Book Review: The Great and Holy War

Book Review: The Great and Holy War

Great and Holy WarThe Great and Holy War: How World War I Became a Religious Crusade, by Philip Jenkins, copyright 2014. ISBN 978-0-06-210509-7, 438 pages, four stars.

Living in the secular west, most of the information that I encounter on the Great War is entirely secular in nature. Descriptions of battles, assessments of strategies, even the consequences of the war have been described without any mention of the role of religion. Could it be, however, that our secular outlook on life has falsely colored our view of the Great War? Could it be that this defining conflict of the 20th century was drenched in religious themes and motives? The Great and Holy War: How World War I Became a Religious Crusade, by Philip Jenkins, gives this side of the story.

Jenkin’s purpose is to give an overview of the religious side of the war. He reveals how religious fervor supported the war and encouraged believers to join the war effort. He also describes religion at the time of the Great War, both on the home front and in the trenches. As Jenkins points out, Europe was far from a secular continent at the outbreak of the war. “Contrary to secular legend, religious and supernatural themes pervaded the rhetoric surrounding the war – on all sides – and these clearly had a popular appeal far beyond the statements of official church leaders. If the war represented the historic triumph of modernity, the rise of countries “ruled by scientific principles,” then that modernity included copious lashings of the religious, mystical, millenarian, and even magical” (page 4).

Eventually, Jenkins goes into a description of the effects of the war on religion, which he sums up when he says, “not only did the war not kill religion, it actually revived some faiths – even if the specific forms they took might alarm many Westerners” (page 367). Jenkins goes about this task by surveying a number of themes. He describes the crusader and religious rhetoric used by government and religious leaders, describes the war’s relationship with conventional views of the apocalypse and Armageddon, and delves into the effect of the war on European Christianity (which resulted in disenchantment with German liberal theology and the rise of such men as Karl Barth), Judaism (greater hopes for a Palestinian homeland even as views on racial superiority prepared the way for Nazism), Worldwide Christianity (the rise of African and Charismatic forms, and Catholic responses to the conflict), and Islam (the end of the caliphate, a redefinition of Islam, and the rise of radical forms of the faith).

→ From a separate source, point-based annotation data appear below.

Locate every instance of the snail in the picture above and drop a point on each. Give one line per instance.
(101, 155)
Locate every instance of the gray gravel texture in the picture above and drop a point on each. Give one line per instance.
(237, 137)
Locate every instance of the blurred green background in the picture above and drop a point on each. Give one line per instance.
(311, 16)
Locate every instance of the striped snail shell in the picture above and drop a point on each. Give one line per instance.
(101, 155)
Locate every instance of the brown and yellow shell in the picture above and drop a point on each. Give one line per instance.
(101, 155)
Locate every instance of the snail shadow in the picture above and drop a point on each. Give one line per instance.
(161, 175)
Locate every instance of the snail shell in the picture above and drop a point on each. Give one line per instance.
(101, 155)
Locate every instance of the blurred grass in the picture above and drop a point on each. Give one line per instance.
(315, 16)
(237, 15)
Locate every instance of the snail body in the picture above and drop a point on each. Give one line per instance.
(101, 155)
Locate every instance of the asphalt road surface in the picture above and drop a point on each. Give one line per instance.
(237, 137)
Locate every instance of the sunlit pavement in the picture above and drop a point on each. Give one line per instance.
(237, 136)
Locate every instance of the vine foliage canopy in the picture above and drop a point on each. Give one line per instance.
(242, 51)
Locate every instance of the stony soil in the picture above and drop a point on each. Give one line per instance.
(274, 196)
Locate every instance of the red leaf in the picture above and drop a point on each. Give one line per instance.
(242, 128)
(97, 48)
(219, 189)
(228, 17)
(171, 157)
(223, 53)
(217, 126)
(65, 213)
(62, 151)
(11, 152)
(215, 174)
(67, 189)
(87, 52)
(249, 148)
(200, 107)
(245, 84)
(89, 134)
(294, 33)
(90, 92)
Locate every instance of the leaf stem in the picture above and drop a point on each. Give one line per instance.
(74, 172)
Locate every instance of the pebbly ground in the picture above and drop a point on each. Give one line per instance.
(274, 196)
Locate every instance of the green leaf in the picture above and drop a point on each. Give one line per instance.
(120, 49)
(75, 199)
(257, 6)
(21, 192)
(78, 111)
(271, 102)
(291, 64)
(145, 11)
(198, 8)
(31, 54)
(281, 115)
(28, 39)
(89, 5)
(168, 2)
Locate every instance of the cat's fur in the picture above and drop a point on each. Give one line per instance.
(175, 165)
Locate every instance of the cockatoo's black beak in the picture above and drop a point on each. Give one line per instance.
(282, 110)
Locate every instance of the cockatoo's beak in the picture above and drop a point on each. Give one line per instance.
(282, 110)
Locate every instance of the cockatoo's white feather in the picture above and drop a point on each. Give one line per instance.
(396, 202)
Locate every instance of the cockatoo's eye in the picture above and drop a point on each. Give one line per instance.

I found The Great and Holy War to be an effective, interesting, and enlightening survey of religion during and after the Great War. As the book points out, the conflict had profound effects on the religious history of the world, even though most people would be hard pressed to identify those effects. Jenkins notes that the shock waves from a catastrophe on the scale of the Great War cannot be properly understand until decades, even generations later. This book, looking back one hundred years, seeks to identify those shock waves and their effect on our modern world.

Such a profound task requires a qualified scholar, and Forbes said, “Jenkins is one of America’s top religious scholars.” Fortunately, while many religious scholars are strongly biased, I was unable to determine the author’s religious perspective and did not note any preference for or against Christianity or secularization.  While it is impossible for anyone to write a one-book survey of such a broad topic and remain thorough, The Great and Holy War accomplishes its of goal of surveying the situation quite well, especially since it delves into not only the Western religious atmosphere, but also the Eastern and African settings.

Books like The Great and Holy War are valuable to modern readers because they reveal to us the underground structure of our modern society, showing the forces that welded and molded the 21st century into the form that it holds today. Anyone interested in understanding religion in the 21st century would benefit from this book, as well as those who are interested in understanding the effects of World War One. With such a broad survey of the war, this book provides powerful illustrations to pastors and Bible teachers about religion, modern war, and what happens when these two subjects are combined. In the end, The Great and Holy War is less about recounting religion in 1914, and more about revealing the effect of 1914 on religion in 2014.